“Again and again we are told that terrorism is associated with poverty and the basic, Qur’anic education provided by madrasas. We are told that the men who carry out this work are evil madmen with whom no debate is possible and who, according to Frank Field on last week’s Question Time, ‘aim to wipe us out’. All links with Iraq and Afghanistan are vehemently denied.

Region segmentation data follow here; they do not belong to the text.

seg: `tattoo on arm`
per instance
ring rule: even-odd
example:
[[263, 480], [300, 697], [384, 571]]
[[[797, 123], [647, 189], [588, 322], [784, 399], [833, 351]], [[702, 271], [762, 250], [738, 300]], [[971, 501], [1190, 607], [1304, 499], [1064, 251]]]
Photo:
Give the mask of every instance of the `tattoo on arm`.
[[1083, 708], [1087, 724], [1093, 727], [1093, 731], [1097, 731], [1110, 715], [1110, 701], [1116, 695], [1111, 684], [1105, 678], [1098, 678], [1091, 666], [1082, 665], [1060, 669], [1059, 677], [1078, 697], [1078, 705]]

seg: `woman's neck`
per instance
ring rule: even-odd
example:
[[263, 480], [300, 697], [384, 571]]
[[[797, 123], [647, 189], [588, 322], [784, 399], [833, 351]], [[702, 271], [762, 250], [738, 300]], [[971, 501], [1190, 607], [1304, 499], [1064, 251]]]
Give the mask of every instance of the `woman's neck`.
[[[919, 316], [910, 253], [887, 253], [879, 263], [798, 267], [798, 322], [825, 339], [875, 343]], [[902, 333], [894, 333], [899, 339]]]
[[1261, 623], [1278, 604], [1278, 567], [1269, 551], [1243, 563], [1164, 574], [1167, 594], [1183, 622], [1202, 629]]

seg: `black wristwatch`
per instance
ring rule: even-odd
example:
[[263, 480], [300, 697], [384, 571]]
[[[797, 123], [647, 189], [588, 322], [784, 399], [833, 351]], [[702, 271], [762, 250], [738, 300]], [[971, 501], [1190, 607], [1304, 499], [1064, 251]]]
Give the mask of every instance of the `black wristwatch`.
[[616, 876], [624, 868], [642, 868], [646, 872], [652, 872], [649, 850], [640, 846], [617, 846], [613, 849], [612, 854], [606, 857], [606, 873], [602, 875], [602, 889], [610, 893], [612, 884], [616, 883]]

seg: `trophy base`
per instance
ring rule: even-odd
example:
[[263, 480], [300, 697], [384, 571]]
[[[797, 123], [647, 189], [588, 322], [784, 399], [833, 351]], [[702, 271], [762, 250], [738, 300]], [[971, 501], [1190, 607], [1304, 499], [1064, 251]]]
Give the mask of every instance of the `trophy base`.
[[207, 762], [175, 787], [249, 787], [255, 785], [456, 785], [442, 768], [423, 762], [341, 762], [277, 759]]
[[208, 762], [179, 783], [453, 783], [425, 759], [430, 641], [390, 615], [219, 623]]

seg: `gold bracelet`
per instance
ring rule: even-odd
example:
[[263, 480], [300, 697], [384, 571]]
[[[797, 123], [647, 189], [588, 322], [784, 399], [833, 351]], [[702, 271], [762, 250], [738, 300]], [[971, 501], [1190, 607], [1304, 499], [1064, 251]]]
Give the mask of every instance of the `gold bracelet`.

“In actual fact, al-Qaida operatives tend to be highly educated and their aims clearly and explicitly political. Bin Laden, in his numerous communiques, has always been completely clear about this. In his first public statement, ‘A declaration of war against the Americans’, issued in 1996, he announced he was fighting US foreign policy in the Middle East and, in particular, American support for the House of Saud and the state of Israel. His aim, he stated, is to unleash a clash of civilisations between Islam and the ‘Zionist crusaders’ of the west, and so provoke an American backlash strong enough to radicalise the Muslim world and topple pro-western governments.
“Bush has fulfilled Bin Laden’s every hope. Through the invasion of secular Ba’athist Iraq, the abuses in Abu Ghraib, the mass murders in Falluja, America – with Britain’s obedient assistance – has turned Iraq into a jihadist playground while alienating all moderate Muslim opinion in the Islamic heartlands and, crucially, in the west. Of course, we must condemn the horrific atrocities these men cause; but condemnation is not enough. Unless we attempt to understand the jihadis, read their statements and honestly analyse what has led these men to blow themselves up, we can never defeat them or even begin to drain the swamp of the grievances in which they continue to flourish.”